We look at health (and its absence) at many levels, as I’ve written here previously, and one of the orientations we consider is the patient’s balance between the three primary functions of : thinking, feeling, and willing. Different constitutions and personality types will have an innate balance between these emphasizing one more than the others, but ultimately, a state of health drives a patient to balance all three.






Orson Bean, in his book Me and the Orgone, said:

Reich was once asked the age-old question, “What is truth?” and he answered, “To find your way to the thing you feel when you love dearly, or when you create, or when you give birth to your children, or when you build your home or when you look up at the stars at night.” These are the things that we feel in common with every other human who is capable of feeling. They are the deepest, tenderest, most profound and exhilarating of feelings and the capacity to feel them is the capacity to be free.

Heilkunst treatment works through a variety of modalities and processes to address all three of these functions. One level at which willing is addressed is by addressing the patient’s willingness to take their regimen into their own hands, and actually exert their own will power to make healthy changes in their lifestyle. Taking conscious control of the will power is often not easy, and it may take some patients quite a long time to start to make lasting changes to their diet and lifestyle.

The function of thinking is also quite important in treatment, especially as the patient moves more and more into the third jurisdiction of “Therapeutic Education”. Faulty thinking, and more specifically, the diseases which originate in belief are the locus of the mind, and its capacity for healthy, objective thinking. Various conflicts, ego issues, and other blockages in our consciousness can keep the patient from making quicker progress at this level of their treatment. Also, their bio-physical layers of armoring serve to keep the patient from being able to accept any new input at this level, until enough of this has been removed.
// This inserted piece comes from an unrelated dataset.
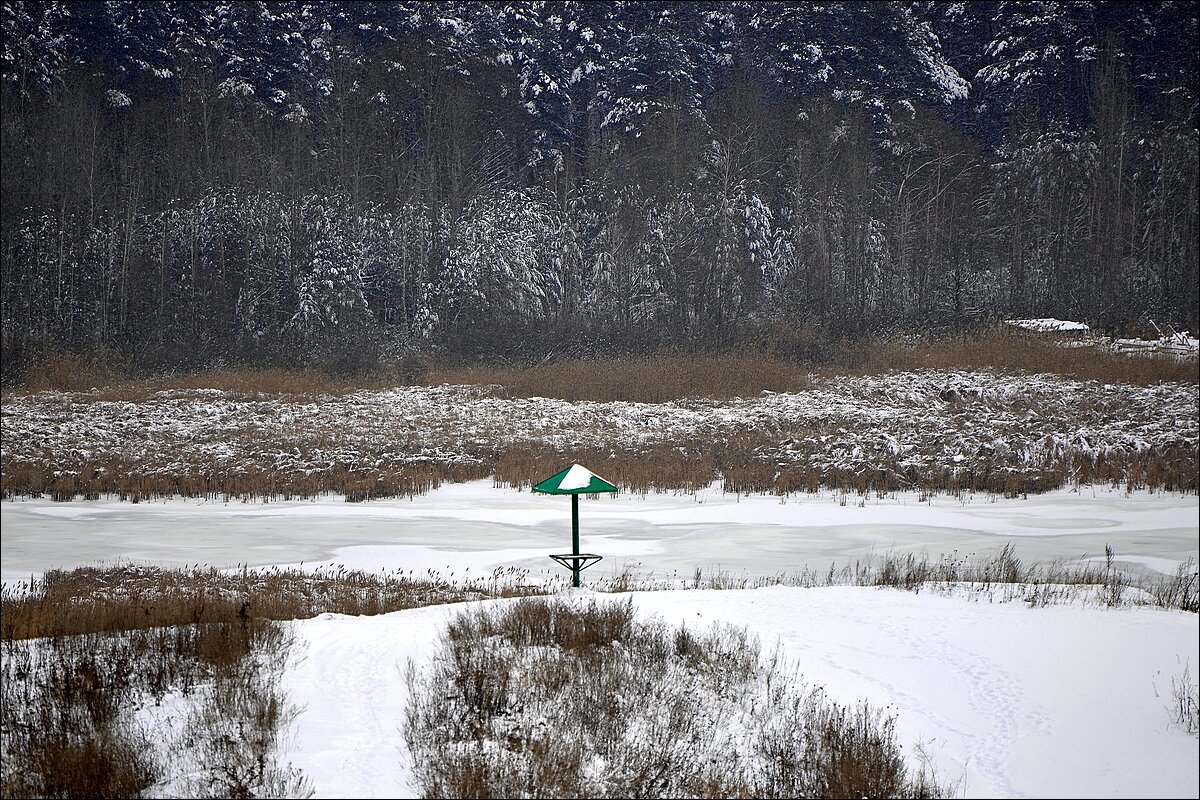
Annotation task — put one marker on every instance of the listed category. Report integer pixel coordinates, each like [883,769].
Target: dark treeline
[187,185]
The feeling function takes quite a central position in Heilkunst treatment, including the whole realm of medicine, and its function to address true diseases. The quote about Reich above hints at the vastness of this realm, and its relationship to our health. Every disease uniquely affects us, and shifts our innate natural feeling for life into a “morbidly mistuned” expression, as Dr. Hahnemann would say. Remediation with the appropriate remedies progressively frees up, and releases our natural capacity for feeling to not only be more healthy, but more objective.